Reflections on Too Much Highway, Way Too Fast


My friend Dick Budrow would have taken a look at us, and with a quick sniff rolled out the pronouncement: "You look like a couple of vagabonds, and smell like unwashed camels."

It's no way to live--running down the road with deadlines ahead and too much pavement to cover in the time allowed. I don't know about other fulltimers, but five hours in the saddle is just way too much time behind the wheel. But to try and meet appointment deadlines in the Northwest, that's about what it's taking to make the deadline.
Drive. And drive. And drive. Make the occasional fuel stop and grumble about the high prices. Find a suitable place to drop anchor. Make a quick meal. Try and unwind. Then fall into the sheets with road weariness. I know the Israelites wandered 40 years in the wilderness; still I think Moses had them sit tight for more than just a night before moving on to the next stop.

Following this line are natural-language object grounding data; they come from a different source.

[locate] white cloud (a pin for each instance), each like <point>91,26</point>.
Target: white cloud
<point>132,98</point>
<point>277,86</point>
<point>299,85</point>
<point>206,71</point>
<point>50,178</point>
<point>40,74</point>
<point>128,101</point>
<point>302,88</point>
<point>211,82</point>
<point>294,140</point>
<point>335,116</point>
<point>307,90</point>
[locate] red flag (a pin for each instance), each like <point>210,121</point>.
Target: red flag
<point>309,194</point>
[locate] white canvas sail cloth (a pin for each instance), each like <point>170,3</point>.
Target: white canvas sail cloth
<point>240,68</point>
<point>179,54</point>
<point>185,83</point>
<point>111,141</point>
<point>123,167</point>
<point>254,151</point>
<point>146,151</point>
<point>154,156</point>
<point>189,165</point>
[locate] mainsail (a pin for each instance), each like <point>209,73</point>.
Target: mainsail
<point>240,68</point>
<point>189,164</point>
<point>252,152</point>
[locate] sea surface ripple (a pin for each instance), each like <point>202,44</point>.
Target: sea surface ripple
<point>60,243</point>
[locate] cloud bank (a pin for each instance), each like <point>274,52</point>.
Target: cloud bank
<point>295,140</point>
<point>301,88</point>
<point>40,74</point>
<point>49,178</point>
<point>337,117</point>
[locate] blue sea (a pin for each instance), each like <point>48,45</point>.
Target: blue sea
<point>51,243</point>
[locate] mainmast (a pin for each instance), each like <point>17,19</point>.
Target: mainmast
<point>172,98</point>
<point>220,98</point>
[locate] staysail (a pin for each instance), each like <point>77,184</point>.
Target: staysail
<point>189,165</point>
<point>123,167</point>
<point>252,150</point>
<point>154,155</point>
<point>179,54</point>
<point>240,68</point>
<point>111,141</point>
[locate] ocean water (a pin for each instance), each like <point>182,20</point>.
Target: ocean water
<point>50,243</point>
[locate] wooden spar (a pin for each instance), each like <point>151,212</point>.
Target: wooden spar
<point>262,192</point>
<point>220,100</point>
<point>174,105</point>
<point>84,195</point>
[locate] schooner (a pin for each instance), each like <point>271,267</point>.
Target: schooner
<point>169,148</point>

This day to day grind causes you to miss too much. Driving so fast with the "next stop" in your sights doesn't allow enough time to smell roses, or anything else--other than yourself and the exhaust pipe of the guy ahead of you. Of the two, I'm not sure which is worse. I know I'll be kicking myself for a while over the one that happened yesterday: Driving across an empty stretch of Nevada I came upon a "deer crossing" warning sign. Sure enough, some frustrated hunter had used the sign for target practice--but he didn't just put the obligatory single shot through the deer's heart area: He roundly and precisely put shots all around the silhouette of the critter. Would have been a great addition to my "sign" photo collection. But I didn't have time to stop and shoot the sign myself.

On the return trip, I promise myself, things will be different.

1 comment:

b+ (Retire In Style Blog) said...

I am assuming that you work from your RV???? We have traveled for over 10 years and are now selling. But I will say that the most satisfying thing about this life, even part time like we have always experienced it, was the long stretches of time in one place. There a people and places that need to be visited. Did you know that there is a winery in Deming, NM? Stop and smell the roses.